Assays for JNK activity were performed as described previously (15). In brief, HA-tagged JNK1 from 50 μg of transfected 293T cell lysates was immunoprecipitated by using an anti-HA monoclonal antibody and protein A-agarose beads in 500 μl of lysis buffer. After being washed twice with lysis buffer, twice with LiCl buffer (500 mM LiCl; 100 mM Tris-Cl, pH 7.6; 0.1% Triton X-100), and twice with kinase buffer (20 mM MOPS [morpholine propanesulfonic acid], pH 7.2; 2 mM EGTA; 10 mM MgCl2; 0.1% Triton X-100), the immunoprecipitates were incubated with 30 μl of kinase buffer containing 2 μg of GST–c-Jun (1-79), 20 μM unlabeled ATP, and 20 μCi of [γ-32P]ATP. The reactions were incubated at 30°C for 30 min and terminated by boiling the samples in 6× loading buffer, and the final products were resolved by SDS-PAGE (15%). HPK1 activity was measured like the assay for JNK activity. Jurkat cells and 293T cells transiently expressing HPK1 were immunoprecipitated by using an anti-HPK1 antibody or an anti-FLAG monoclonal antibody, and kinase assays were performed with myelin basic protein (MBP), GST-Crk, or GST-CrkL as a substrate where indicated.

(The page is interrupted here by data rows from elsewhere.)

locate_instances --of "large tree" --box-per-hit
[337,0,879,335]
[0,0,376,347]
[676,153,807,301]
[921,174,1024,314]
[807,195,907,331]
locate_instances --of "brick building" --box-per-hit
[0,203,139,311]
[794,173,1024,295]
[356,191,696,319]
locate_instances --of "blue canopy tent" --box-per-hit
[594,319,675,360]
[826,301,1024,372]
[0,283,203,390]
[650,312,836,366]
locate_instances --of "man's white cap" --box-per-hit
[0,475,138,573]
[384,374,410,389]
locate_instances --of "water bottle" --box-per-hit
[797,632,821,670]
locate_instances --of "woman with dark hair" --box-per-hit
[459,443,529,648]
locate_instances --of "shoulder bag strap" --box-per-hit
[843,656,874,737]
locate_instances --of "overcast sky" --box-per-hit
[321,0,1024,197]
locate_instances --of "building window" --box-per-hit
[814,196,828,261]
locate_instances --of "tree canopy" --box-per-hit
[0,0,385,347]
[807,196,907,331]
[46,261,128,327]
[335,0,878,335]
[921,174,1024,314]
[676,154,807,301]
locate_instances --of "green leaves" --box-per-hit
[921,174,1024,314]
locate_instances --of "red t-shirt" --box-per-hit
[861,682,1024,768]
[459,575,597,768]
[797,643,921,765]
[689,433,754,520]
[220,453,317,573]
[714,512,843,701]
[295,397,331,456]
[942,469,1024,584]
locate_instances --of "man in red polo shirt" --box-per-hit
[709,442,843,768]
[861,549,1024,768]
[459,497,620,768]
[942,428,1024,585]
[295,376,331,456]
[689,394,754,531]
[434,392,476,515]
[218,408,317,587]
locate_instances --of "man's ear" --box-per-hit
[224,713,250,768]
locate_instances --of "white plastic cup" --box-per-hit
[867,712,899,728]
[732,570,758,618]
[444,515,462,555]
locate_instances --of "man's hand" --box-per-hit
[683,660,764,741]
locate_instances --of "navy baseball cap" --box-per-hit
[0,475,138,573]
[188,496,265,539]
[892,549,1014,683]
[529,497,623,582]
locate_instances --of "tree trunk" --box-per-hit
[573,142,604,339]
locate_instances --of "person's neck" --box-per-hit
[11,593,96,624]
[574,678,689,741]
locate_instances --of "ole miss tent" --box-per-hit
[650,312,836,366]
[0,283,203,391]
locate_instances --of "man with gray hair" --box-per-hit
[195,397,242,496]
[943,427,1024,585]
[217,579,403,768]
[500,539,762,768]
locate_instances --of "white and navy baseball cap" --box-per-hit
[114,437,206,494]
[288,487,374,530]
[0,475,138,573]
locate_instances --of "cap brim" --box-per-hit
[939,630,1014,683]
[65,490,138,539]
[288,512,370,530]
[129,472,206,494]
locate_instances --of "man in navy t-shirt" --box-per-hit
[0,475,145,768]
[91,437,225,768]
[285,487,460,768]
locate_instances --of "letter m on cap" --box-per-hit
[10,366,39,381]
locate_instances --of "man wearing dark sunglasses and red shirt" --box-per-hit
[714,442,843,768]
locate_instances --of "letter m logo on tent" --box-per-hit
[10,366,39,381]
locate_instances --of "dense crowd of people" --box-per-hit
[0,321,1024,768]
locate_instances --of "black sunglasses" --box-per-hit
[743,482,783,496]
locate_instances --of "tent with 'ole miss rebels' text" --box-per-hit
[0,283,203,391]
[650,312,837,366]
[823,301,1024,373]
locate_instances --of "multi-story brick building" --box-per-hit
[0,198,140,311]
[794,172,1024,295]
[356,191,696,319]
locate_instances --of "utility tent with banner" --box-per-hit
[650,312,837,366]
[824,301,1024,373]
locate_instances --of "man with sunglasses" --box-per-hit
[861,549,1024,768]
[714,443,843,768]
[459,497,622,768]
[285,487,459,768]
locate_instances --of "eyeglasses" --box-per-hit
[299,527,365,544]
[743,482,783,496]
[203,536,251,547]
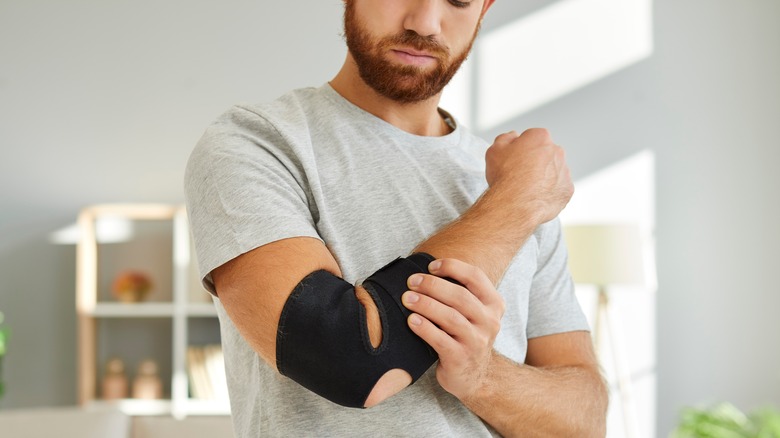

The phosphorylated proteins obtained from the immunocomplex assays were resolved by SDS-PAGE and transferred to a polyvinylidene difluoride membrane. The spots containing phosphorylated proteins were excised and hydrolyzed in 6 N HCl for 1 h at 110°C. The supernatants were lyophilized and then dissolved in 10 μl of pH 2.5 buffer (5.9% glacial acetic acid, 0.8% formic acid, 0.3% pyridine, 0.3 mM EDTA). The phosphoamino acids were resolved in one dimension with a thin-layer plate in pH 2.5 buffer at 20 mA for 90 min. The phosphoamino acid residues were detected by autoradiography.
Plasmids were mixed with 6 μl of DMRIE-C lipid transfection reagent (GIBCO-BRL) in 1 ml of Opti-Mem I (GIBCO-BRL) for 45 min at room temperature. Jurkat T antigen cells (2 × 106) were added to the mixture and incubated at 37°C. After 5 h, 2 ml of RPMI with 15% FBS was added to the cells. At 34 h after the RPMI was added, cells were stimulated for 8 h with phytohemagglutinin (PHA; 1 μg/ml), phorbol myristate acetate (PMA; 10 ng/ml), and ionomycin (1 μM). The cells were collected, washed twice in phosphate- buffered saline, suspended 250 μl of TE buffer (250 mM Tris-HCl, 5 mM EDTA), and lysed by three freeze-thaw cycles. Chloramphenicol acetyltransferase (CAT) assays were performed as described previously (19).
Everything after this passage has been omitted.